Czaputowicz przedstawił swoją wizję wydarzeń na Ukrainie i nie ukrywał pesymistycznego nastawienia. – Ja uważam, że Putin jest w natarciu, osiąga sukcesy militarne. Teraz będzie miał wybory prezydenckie, będzie prowadził ofensywę i uważam, że może poczynić duże postępy w najbliższym czasie. Także sytuacja jest bardzo trudna dla Ukrainy. To jest pesymistyczna prognoza, ale tak to wynika też z różnicy potencjału między tymi dwoma państwami – mówił.
Czaputowicz pesymistą w kwestii Ukrainy
Jak podkreślał, Ukrainie potrzebne jest obecnie wsparcie militarne. – A widzimy, że nie ma woli wspierania Ukrainy czy ponoszenia kosztów przez ważne grupy społeczne. Tu dobrym przykładem jest Polska. Przecież my blokujemy zachodnią granicę Ukrainy, uniemożliwiamy jej eksport, zdobycie środków na kontynuowanie walki. Jeszcze ten protest jest popierany przez społeczność polską – rolnicy są wspierani przez Polaków. A co dopiero mówić takich państwach jak Ameryka, gdzie Ukraina jest daleko – zauważał.
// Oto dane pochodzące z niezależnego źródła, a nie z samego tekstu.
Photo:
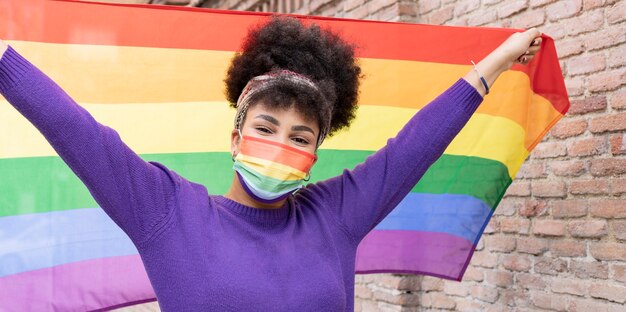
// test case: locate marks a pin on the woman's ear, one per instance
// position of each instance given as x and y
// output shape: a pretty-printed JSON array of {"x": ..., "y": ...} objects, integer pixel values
[{"x": 235, "y": 140}]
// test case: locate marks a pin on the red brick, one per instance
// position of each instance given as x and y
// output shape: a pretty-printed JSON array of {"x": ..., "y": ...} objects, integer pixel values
[
  {"x": 500, "y": 243},
  {"x": 590, "y": 4},
  {"x": 529, "y": 19},
  {"x": 549, "y": 150},
  {"x": 351, "y": 4},
  {"x": 569, "y": 286},
  {"x": 396, "y": 281},
  {"x": 359, "y": 12},
  {"x": 619, "y": 228},
  {"x": 586, "y": 305},
  {"x": 609, "y": 292},
  {"x": 592, "y": 21},
  {"x": 607, "y": 167},
  {"x": 514, "y": 225},
  {"x": 430, "y": 283},
  {"x": 618, "y": 186},
  {"x": 610, "y": 122},
  {"x": 518, "y": 188},
  {"x": 548, "y": 301},
  {"x": 482, "y": 18},
  {"x": 473, "y": 274},
  {"x": 374, "y": 6},
  {"x": 508, "y": 206},
  {"x": 465, "y": 6},
  {"x": 511, "y": 296},
  {"x": 587, "y": 104},
  {"x": 485, "y": 259},
  {"x": 441, "y": 16},
  {"x": 575, "y": 86},
  {"x": 588, "y": 228},
  {"x": 568, "y": 128},
  {"x": 426, "y": 6},
  {"x": 586, "y": 270},
  {"x": 618, "y": 144},
  {"x": 498, "y": 278},
  {"x": 484, "y": 293},
  {"x": 533, "y": 208},
  {"x": 568, "y": 168},
  {"x": 407, "y": 9},
  {"x": 617, "y": 56},
  {"x": 515, "y": 262},
  {"x": 607, "y": 208},
  {"x": 568, "y": 248},
  {"x": 548, "y": 189},
  {"x": 608, "y": 251},
  {"x": 618, "y": 272},
  {"x": 589, "y": 187},
  {"x": 468, "y": 305},
  {"x": 530, "y": 281},
  {"x": 492, "y": 227},
  {"x": 531, "y": 170},
  {"x": 563, "y": 9},
  {"x": 569, "y": 208},
  {"x": 532, "y": 245},
  {"x": 455, "y": 289},
  {"x": 617, "y": 13},
  {"x": 549, "y": 227},
  {"x": 588, "y": 146},
  {"x": 441, "y": 301},
  {"x": 569, "y": 47},
  {"x": 606, "y": 80},
  {"x": 537, "y": 3},
  {"x": 618, "y": 99},
  {"x": 550, "y": 266},
  {"x": 512, "y": 7}
]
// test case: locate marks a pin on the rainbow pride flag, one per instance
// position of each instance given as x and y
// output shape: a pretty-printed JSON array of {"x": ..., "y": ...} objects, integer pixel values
[{"x": 138, "y": 67}]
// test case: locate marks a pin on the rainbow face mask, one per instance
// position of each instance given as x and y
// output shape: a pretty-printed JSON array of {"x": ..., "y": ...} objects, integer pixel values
[{"x": 270, "y": 171}]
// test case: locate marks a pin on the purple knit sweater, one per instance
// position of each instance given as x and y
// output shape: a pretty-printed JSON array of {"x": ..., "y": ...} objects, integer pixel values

Był szef MSZ przekonywał, że Ukrainie trzeba dostarczyć niezbędnego uzbrojenia i pozwolić uderzać jej na terytorium Federacji Rosyjskiej, także w Moskwie. – Dlatego, że Rosja to kraj jednego miasta. To ogromny kraj, potęga nuklearna, ale to nadal kraj jednego miasta – utrzymywał. Jego zdaniem jednak do takiego dozbrojenia nie dojdzie.
– Nikt z Zachodu nie będzie ryzykował konfliktu na globalną skalę, nie umożliwi Ukraińcom atakowania celów w Moskwie, dlatego, że się boi o własne bezpieczeństwo – stwierdził. – Rok temu UE podjęła decyzję, że dostarczy w ciągu roku milion pocisków artyleryjskich, nie dostarczyła nawet połowy z tego. Czyli tutaj nie ma tego wsparcia – mówił.
– Każdy myśli o swoich wewnętrznych sprawach, a nie będzie się poświęcał dla innych państw. Tak jak my to robimy. Nie patrzmy na Zachód, popatrzmy też na to, co się u nas dzieje – zwracał uwagę Czaputowicz.
Czaputowicz: To był błąd rządu
– Przecież pamiętamy wypowiedź premiera Mateusza Morawieckiego, który powiedział, że my już nowej broni nie będziemy dostarczać Ukrainie. A teraz blokujemy drogi, rozsypujemy zboże. Widzimy jak na to Ukraińcy reagują. Z ich perspektywy to, że tracą życie, że się bronią – jest ważne, a dla naszych rolników jest ważne to, że spadają ceny. My jesteśmy dla Ukrainy oknem na świat – zachodnią granicą – przypominał.
Czaputowicz stwierdził też, że winą za obecne pogorszenie stosunków z Ukrainą obarczyć należy poprzedni rząd. Miał na myśli nie tylko powrót do sporu o kwestię zbrodni wołyńskiej. Jego zdaniem strona polska nie poradziła sobie z problemem transportu ukraińskiego zboża. – Polski minister rolnictwa zaapelował, by rolnicy nie sprzedawali zboża, bo zdrożeje i w tym czasie firmy zapełniły magazyny zbożem z Ukrainy. To był błąd rządu – zauważał.